L’essor de l’hôpital laïque
Alors que les Soeurs grises profitaient des libertés religieuses accordées par l’Acte de Québec
Au XIXe siècle, pour développer les soins de santé dans tout le pays, des hôpitaux non professionnels ont été créés pour les pauvres,
les soldats, les marins et les nouveaux immigrants (McPherson, 2005). L’Hôpital général de Montréal a ouvert ses portes en 1821
(et ne doit pas être confondu avec l’ancien hôpital géré par les Sœurs grises du même nom) ; le Toronto
L’Hôpital général a ses racines dans un hôpital militaire créé en 1812 qui a conduit à la création de l’Hôpital York
Hôpital général en 1829 ; à Halifax, le Victoria General a été fondé en 1844 et a commencé ses activités en 1867 ;
Hamilton a reçu une subvention pour un hôpital général du gouvernement du Haut-Canada en 1850 et a situé
en un bâtiment en brique de trois étages en 1855 ; les protestants d’Ottawa ont soutenu la création de la
l’hôpital général protestant du comté de Carleton (qui deviendra plus tard l’Ottawa Civic) en 1852 ; Winnipeg, la
premier à établir un hôpital laïque dans les Prairies, a ouvert l’Hôpital général public en 1872 (Gibbon, 1947).
Ce mouvement hospitalier a continué à se développer et en 1929, on comptait 954 hôpitaux au Canada : Parmi ceux-ci, il y avait
étaient 481 hôpitaux généraux publics, 42 hôpitaux psychiatriques, 31 sanatoriums pour tuberculeux, 33 pour incurables et 269
les hôpitaux privés (Musée canadien des civilisations, 2010). En contraste marqué avec les hôpitaux fondés par
les ordres religieux, les hôpitaux laïcs devaient être dotés d’infirmières étudiantes et dirigés par des médecins.
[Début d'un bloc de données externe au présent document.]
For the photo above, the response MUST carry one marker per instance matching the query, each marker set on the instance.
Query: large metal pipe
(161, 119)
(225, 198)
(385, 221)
Au départ, les épidémies ont joué un rôle important dans la création des hôpitaux laïcs. Alors que les migrants inondaient
dans les ports canadiens, beaucoup sont arrivés avec des maladies contagieuses telles que la typhoïde et le choléra. Afin de protéger
la population résidente, les fonctionnaires ont organisé des hôpitaux de quarantaine, tels que l’hôpital des immigrants. La médecine est très importante pour la survie de l’homme.